Wait, what does homelessness have to do with the fact that we want Black people to be able to vote and opposed a violent coup?


Don't engage the troll.
This person clearly needs a great deal of attention based on the dog whistle political posts they keep slipping in every once in a while about Dems (thus far, nobody but you have engaged in... please stop).

This is obvious troll bait.
Anonymous
OP I'm sorry you're going through this. That area has always been a bit dicey. Sometimes they get it under control enough to raise hope, but the gritty underbelly is always lingering underneath. Have you thought about moving?
Anonymous
Anonymous wrote:
Anonymous wrote:
Anonymous wrote:Time to move out of the ghetto.


The ghetto where you can’t find a SFH under $1 mil.


With a quick Zillow search I see condos under 300k and SFH at 600k. It’s not dc.


You have to focus on zip 20910, which is the most desirable, then look at the houses that actually come up in the search. There's no SFH worth buying under $1 million. And notwithstanding this homeless encampment outside of a single apartment building, downtown SFH a great place to live. Honestly, there are homeless people throughout the DMV, but in places where people own rather than rent, this behavior would not be allowed, and the police would have been called instantly. Good luck trying this in Woodside Park.
Anonymous
Anonymous wrote:
Anonymous wrote:Wait you mean you don’t like living next to the homeless? They should be living elsewhere right? Like next to some poor people and not nice rich people like you …


I’m not rich. I live in one of the old, lower income apartment buildings. We’re a four person family in a two bedroom unit.
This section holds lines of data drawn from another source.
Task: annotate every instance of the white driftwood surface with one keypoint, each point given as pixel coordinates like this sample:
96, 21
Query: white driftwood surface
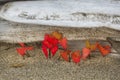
65, 13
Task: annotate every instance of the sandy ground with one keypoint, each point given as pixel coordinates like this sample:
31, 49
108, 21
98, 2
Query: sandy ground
37, 67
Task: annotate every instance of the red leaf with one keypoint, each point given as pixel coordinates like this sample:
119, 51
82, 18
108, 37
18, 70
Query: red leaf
21, 51
29, 48
76, 56
103, 50
44, 49
47, 44
22, 44
85, 53
54, 50
65, 54
63, 43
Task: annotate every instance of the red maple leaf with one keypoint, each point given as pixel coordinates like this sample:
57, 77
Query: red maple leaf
23, 49
85, 53
63, 43
76, 56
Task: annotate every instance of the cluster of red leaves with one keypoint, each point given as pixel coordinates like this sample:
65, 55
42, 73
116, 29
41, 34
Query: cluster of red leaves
76, 57
51, 42
23, 49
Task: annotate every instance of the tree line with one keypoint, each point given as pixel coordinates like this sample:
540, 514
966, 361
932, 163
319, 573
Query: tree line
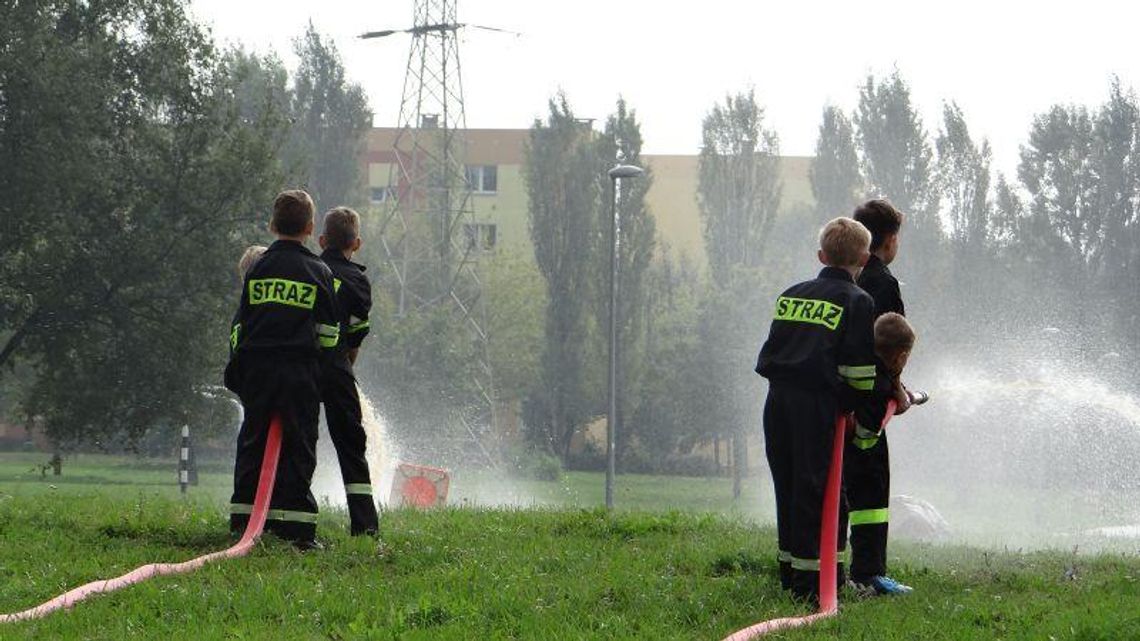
137, 160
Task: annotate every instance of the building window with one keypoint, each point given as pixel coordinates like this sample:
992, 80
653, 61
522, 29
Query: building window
381, 194
482, 178
481, 236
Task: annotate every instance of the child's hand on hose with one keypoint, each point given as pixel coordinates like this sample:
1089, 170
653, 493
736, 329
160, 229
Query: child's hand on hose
902, 398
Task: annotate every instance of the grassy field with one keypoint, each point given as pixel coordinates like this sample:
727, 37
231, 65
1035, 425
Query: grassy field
480, 573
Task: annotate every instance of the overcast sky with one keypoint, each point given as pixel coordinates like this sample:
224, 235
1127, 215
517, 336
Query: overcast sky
1001, 61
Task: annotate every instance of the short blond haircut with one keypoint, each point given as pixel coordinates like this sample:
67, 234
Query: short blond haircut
845, 241
249, 257
342, 227
893, 334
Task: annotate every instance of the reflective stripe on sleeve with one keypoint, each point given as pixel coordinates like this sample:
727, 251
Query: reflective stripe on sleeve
328, 334
856, 371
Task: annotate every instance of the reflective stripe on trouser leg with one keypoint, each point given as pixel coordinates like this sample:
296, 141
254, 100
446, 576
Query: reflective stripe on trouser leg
345, 429
358, 488
869, 517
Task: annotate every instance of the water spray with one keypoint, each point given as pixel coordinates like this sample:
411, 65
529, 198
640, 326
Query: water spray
138, 575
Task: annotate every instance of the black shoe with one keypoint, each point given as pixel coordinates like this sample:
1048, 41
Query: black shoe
308, 545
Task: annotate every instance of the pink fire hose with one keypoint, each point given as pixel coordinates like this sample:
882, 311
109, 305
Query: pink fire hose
829, 541
242, 548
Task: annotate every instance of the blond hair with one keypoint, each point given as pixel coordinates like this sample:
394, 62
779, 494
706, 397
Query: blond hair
249, 257
342, 228
893, 334
845, 241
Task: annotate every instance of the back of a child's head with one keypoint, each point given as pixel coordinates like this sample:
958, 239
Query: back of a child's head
844, 242
880, 218
292, 212
893, 334
342, 228
249, 257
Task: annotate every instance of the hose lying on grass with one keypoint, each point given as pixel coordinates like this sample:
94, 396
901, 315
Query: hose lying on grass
242, 548
829, 541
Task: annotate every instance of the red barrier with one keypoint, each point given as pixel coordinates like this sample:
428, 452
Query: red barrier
829, 541
242, 548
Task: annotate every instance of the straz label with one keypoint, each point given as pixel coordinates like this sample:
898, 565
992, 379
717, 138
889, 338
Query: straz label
808, 310
283, 291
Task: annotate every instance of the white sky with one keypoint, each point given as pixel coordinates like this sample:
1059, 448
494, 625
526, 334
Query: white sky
1001, 61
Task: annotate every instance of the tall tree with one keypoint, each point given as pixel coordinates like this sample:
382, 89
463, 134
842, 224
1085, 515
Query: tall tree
1058, 172
562, 199
963, 180
739, 185
621, 143
837, 183
130, 183
1116, 161
897, 160
331, 119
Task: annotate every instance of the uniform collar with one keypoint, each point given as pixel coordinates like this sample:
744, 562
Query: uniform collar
837, 274
339, 257
288, 245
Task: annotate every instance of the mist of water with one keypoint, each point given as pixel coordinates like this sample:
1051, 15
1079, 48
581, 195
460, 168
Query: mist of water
1023, 447
327, 485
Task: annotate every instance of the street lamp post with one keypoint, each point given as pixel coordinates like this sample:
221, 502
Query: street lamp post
617, 172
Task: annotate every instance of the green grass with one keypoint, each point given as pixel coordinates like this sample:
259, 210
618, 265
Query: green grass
480, 573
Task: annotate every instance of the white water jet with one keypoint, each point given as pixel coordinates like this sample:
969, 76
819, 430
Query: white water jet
327, 485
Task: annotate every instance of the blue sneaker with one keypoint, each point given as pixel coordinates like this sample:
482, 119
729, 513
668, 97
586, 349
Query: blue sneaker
885, 585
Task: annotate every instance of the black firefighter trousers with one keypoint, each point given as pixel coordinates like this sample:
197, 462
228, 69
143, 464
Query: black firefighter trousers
798, 436
287, 386
345, 429
866, 477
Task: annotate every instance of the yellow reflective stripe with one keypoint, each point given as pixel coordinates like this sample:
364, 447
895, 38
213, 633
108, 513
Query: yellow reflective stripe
283, 291
856, 371
869, 517
328, 334
805, 565
292, 516
808, 310
358, 488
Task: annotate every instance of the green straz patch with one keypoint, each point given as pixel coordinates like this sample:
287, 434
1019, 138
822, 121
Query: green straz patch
808, 310
283, 291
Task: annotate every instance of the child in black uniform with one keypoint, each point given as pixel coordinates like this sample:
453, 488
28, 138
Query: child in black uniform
820, 362
287, 315
338, 384
866, 464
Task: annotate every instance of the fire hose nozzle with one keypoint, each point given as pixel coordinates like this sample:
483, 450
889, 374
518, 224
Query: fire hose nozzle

I don’t want to get hepatitis from diarrhea stained clothing flung under my car or have my daughter sexually assaulted while doing laundry.
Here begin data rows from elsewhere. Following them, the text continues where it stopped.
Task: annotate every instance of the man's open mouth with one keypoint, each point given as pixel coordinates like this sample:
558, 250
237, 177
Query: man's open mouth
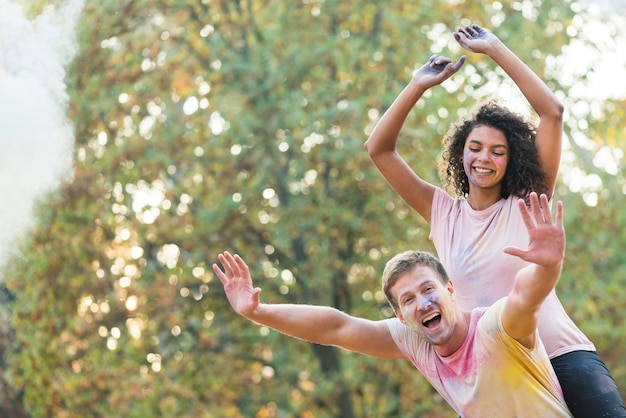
431, 320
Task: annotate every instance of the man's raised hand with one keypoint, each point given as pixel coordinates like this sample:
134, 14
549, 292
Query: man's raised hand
243, 297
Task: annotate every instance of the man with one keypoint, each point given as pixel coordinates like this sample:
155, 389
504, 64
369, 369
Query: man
487, 362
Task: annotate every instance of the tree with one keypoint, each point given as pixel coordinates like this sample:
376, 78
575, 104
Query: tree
235, 125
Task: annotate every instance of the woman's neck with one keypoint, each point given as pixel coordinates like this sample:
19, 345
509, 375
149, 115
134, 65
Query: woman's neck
480, 199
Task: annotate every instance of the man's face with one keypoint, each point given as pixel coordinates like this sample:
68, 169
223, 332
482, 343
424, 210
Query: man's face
426, 304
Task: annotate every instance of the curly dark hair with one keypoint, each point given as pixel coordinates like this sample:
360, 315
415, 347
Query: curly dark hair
524, 173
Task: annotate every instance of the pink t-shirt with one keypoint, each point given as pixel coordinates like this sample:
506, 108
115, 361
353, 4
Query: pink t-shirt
469, 244
491, 374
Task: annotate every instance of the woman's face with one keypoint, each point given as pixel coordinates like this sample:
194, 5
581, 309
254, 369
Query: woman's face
485, 156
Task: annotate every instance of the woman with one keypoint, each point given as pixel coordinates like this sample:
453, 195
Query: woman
489, 161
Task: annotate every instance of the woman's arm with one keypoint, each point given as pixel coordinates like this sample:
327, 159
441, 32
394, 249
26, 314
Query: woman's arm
381, 145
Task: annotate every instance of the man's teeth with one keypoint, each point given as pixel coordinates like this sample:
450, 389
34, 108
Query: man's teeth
430, 317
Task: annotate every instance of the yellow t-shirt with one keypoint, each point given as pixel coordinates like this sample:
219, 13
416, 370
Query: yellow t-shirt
491, 375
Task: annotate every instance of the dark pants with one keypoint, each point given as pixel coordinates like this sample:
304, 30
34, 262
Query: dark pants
588, 387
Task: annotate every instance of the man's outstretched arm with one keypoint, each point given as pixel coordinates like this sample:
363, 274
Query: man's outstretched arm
319, 324
546, 250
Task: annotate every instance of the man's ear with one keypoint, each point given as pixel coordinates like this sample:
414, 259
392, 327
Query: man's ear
400, 317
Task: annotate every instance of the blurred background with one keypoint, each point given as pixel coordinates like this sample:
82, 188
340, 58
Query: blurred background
141, 138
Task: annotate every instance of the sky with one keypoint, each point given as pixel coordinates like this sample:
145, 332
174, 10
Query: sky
36, 137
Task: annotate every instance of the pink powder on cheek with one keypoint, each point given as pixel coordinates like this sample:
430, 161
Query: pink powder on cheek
499, 162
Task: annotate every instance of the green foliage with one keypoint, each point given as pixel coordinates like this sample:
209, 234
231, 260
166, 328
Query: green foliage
239, 125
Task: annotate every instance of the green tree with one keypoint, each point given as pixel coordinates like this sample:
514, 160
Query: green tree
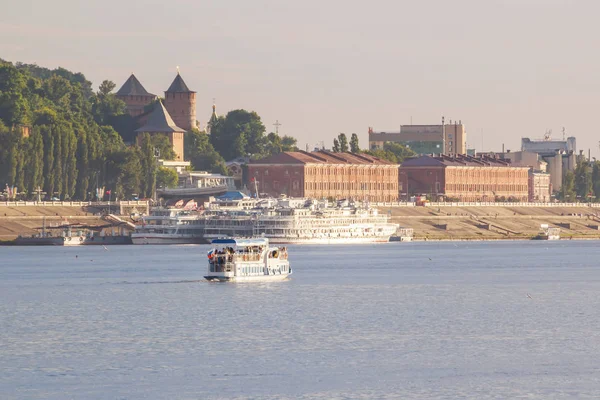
400, 151
343, 140
106, 107
166, 178
238, 134
163, 147
14, 107
202, 155
354, 146
596, 179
You are richer then the homeless people.
Anonymous
OP, this sounds really unsettling. I think you can hold two ideas in your head at the same time - one, having compassion for people in this situation, and two, not wanting to live in/expose your kids to unsanitary and unsafe situations. People act like everyone who objects to homeless people in their neighborhood is a NIMBY monster, but I don’t think that’s fair.
Anonymous
Anonymous wrote:
Wait you mean you don’t like living next to the homeless? They should be living elsewhere right? Like next to some poor people and not nice rich people like you …


Stop pretending you'd like it if crazy people and addicts were camped outside your house.
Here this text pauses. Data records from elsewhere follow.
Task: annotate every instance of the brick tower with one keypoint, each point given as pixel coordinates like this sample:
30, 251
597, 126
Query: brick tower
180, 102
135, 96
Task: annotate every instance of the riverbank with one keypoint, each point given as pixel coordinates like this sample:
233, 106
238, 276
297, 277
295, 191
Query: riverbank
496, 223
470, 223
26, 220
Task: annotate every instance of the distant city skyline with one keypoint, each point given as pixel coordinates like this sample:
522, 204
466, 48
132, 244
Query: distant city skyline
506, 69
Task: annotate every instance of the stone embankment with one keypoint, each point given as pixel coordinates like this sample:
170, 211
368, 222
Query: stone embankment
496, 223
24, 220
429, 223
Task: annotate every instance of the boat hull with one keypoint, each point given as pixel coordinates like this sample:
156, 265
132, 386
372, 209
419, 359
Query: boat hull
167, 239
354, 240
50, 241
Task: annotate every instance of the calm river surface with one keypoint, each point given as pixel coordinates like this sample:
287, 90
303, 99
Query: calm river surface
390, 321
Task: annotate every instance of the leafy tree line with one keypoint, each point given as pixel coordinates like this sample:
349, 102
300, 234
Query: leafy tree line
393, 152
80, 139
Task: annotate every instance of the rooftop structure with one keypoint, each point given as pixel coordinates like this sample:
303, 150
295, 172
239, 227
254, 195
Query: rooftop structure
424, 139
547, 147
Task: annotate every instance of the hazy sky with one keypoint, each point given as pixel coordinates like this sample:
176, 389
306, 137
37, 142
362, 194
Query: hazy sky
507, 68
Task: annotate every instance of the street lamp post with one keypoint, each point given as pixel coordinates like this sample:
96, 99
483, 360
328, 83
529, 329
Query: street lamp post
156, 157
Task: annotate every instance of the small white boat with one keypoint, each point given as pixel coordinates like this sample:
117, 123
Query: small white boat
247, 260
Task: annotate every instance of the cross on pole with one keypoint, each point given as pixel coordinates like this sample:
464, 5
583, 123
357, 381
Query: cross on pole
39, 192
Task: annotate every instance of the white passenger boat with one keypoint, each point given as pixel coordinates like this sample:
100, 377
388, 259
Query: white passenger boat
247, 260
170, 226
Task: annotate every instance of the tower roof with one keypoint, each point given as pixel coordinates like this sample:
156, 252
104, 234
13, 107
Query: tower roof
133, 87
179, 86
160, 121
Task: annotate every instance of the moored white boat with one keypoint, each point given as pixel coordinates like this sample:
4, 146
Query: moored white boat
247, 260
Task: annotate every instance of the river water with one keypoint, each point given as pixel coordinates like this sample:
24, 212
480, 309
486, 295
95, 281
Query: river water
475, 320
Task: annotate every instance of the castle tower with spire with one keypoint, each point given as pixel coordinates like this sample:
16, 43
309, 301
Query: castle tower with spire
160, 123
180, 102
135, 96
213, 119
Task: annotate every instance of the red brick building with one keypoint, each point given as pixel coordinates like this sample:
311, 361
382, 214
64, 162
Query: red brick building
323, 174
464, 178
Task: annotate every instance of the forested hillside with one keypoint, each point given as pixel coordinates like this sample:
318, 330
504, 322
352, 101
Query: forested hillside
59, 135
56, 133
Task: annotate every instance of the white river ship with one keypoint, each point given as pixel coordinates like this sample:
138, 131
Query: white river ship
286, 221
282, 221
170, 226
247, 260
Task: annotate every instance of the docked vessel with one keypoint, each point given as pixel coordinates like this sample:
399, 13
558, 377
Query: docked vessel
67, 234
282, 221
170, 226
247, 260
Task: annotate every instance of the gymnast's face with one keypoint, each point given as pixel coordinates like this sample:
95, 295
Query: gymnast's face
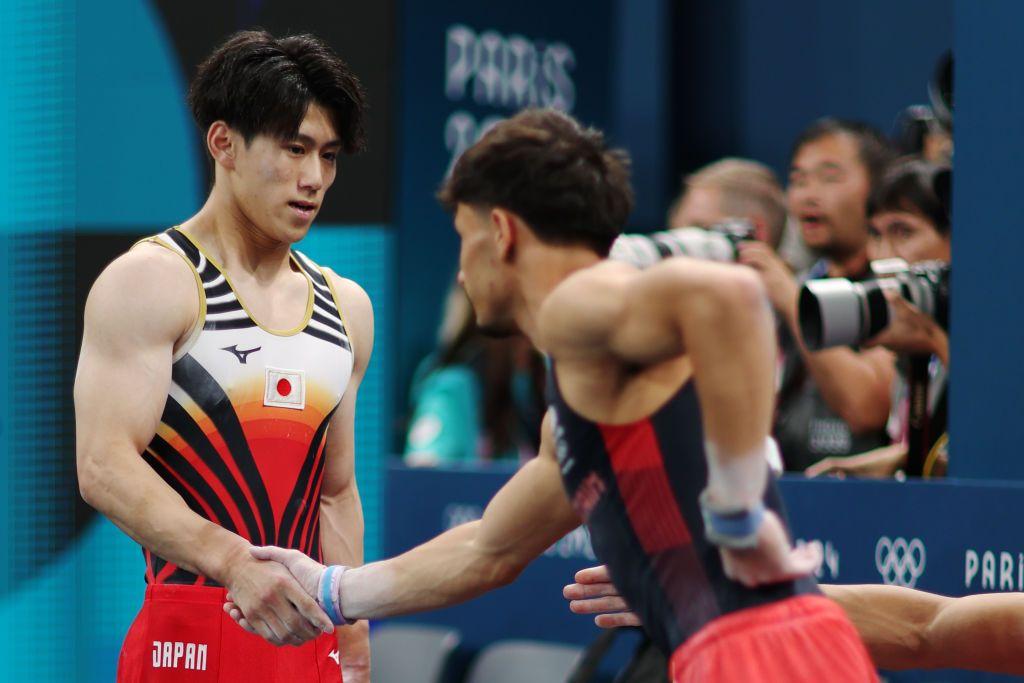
278, 185
484, 270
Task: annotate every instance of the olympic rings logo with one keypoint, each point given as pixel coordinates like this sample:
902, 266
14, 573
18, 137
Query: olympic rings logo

Yes, they should live elsewhere. Specifically,

1. For the insane - involuntary commitment to mental hospitals
2. For the addicts - involuntary commitment to drug treatment / rehab centers
3. For the criminals - involuntary commitment to prison


We will be having shanty-towns, tent encampments are just the beginning. Even if we build a bunch of free housing and tiny units for the unhoused the bigger problem is that these people cannot take care of themselves anyway and nobody wants these public housing projects in their area. institutionalizing them would require changing laws and massive expense on building these prison like facilities and hiring people to run them. they have to be built on emptier cheaper blocks of land or in abandoned rural towns. Unhoused don't want to live there, and forcing them to be deported there would cause a massive outrage from the very liberal people who are now complaining about sharing space with degeneracy of addicted and mentally ill and too desperate to care.
Anonymous
Anonymous wrote:
Anonymous wrote:
Anonymous wrote:Wait you mean you don’t like living next to the homeless? They should be living elsewhere right? Like next to some poor people and not nice rich people like you …


I’m not rich. I live in one of the old, lower income apartment buildings. We’re a four person family in a two bedroom unit. I don’t want to get hepatitis from diarrhea stained clothing flung under my car or have my daughter sexually assaulted while doing laundry.


You are richer then the homeless people.


And therefore should deal with their degeneracy on daily basis?